Hopefully you now have a much better idea of how the DNS works and why your registrar has to be involved in it. I'm 95% sure this post is accurate, but I could always be wrong so if you spot a mistake, please feel free to contact me either by the usual ways or by Zulip if you're a Recurser. Good luck!

Footnotes:

[1]: FWIW this is how Namecheap screwed up my domain - I turned on their DNSSEC option, but they had messed up their signing so that suddenly any resolver which validated DNSSEC would reject the legitimate responses as invalid. This was made extremely difficult to debug by the fact that you don't really know if a resolver is doing this for you, and often if DNSSEC validation fails that failure won't be passed directly on to the client (the client instead will get NXDOMAIN or something, which is basically the DNS way of saying "there's nothing there"). So resolution would fail on half the networks I tested from, with no clear difference. To make matters worse, when I went to turn of Namecheap's DNSSEC support because my website was down for a basically semi-random sampling of my visitors, the change didn't actually propogate to production!
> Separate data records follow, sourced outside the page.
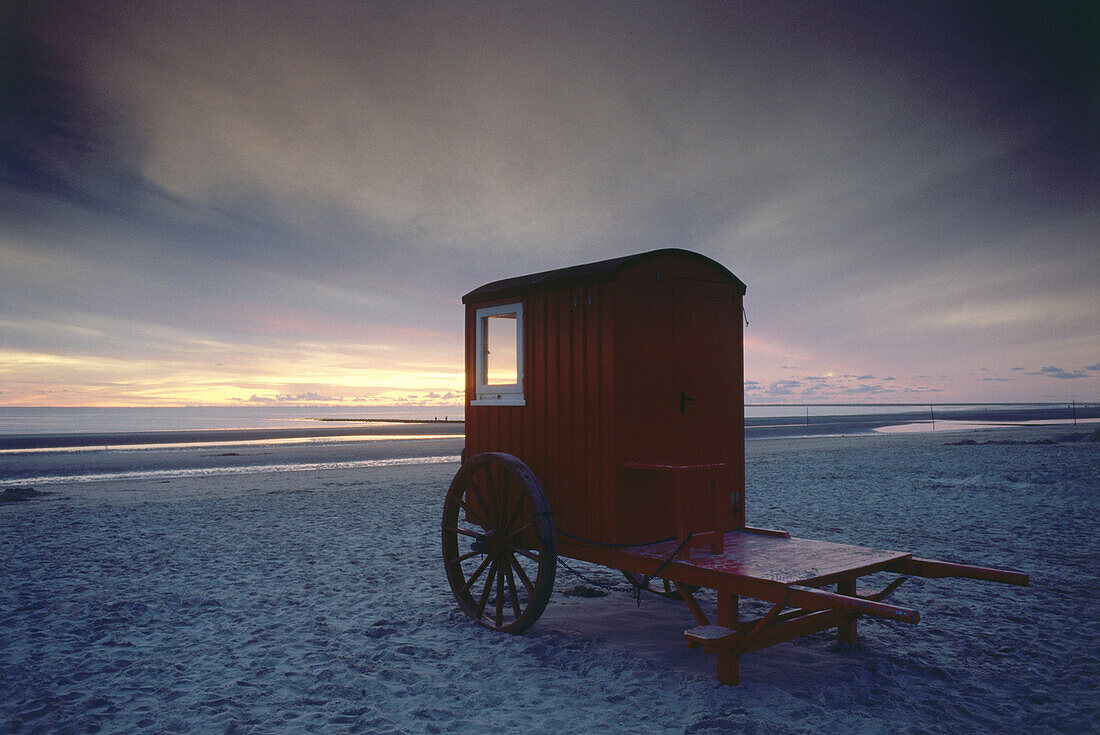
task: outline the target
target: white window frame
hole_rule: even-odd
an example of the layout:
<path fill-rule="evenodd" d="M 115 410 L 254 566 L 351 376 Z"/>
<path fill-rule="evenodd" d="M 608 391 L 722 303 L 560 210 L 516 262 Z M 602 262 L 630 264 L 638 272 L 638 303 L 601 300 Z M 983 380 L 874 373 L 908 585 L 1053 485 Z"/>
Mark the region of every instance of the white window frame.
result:
<path fill-rule="evenodd" d="M 489 317 L 500 314 L 516 315 L 516 382 L 504 384 L 489 384 L 487 347 L 485 327 Z M 476 350 L 474 358 L 474 382 L 477 395 L 471 404 L 475 406 L 524 406 L 526 401 L 523 395 L 523 302 L 515 301 L 509 304 L 497 304 L 495 306 L 483 306 L 475 315 L 475 342 Z"/>

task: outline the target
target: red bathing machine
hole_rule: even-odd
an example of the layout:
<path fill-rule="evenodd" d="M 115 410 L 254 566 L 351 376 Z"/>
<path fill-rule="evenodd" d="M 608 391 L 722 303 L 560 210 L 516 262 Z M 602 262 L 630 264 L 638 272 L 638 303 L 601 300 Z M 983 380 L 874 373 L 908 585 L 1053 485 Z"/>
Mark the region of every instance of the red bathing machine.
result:
<path fill-rule="evenodd" d="M 663 249 L 496 281 L 466 306 L 466 447 L 444 501 L 444 566 L 459 607 L 521 632 L 542 614 L 559 555 L 683 600 L 688 645 L 738 680 L 741 655 L 860 615 L 916 623 L 884 602 L 904 578 L 1027 584 L 1019 572 L 792 538 L 745 524 L 745 284 Z M 663 592 L 651 587 L 661 580 Z M 716 620 L 695 600 L 717 592 Z M 739 596 L 772 603 L 741 621 Z"/>
<path fill-rule="evenodd" d="M 559 535 L 635 544 L 675 536 L 672 478 L 632 469 L 643 465 L 724 465 L 705 474 L 733 498 L 726 525 L 742 525 L 744 293 L 726 268 L 685 250 L 472 291 L 463 298 L 473 337 L 467 456 L 521 458 L 546 489 Z M 503 314 L 497 332 L 492 322 Z M 501 357 L 508 370 L 489 374 L 497 353 L 485 337 L 498 334 L 514 335 Z M 712 478 L 689 481 L 697 480 Z"/>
Like, I flipped the switch in the admin panel and it literally did nothing. So I had to escalate a support ticket to get them to purge all the DNSSEC stuff from production. Kinda ridiculous!

[2]: do note, however, that people sometimes don't follow the standard and set a lower bound (i.e. minimum) on TTLs. So if you make a change make sure stuff running on your old IP address won't wreak havoc if it gets production traffic.


~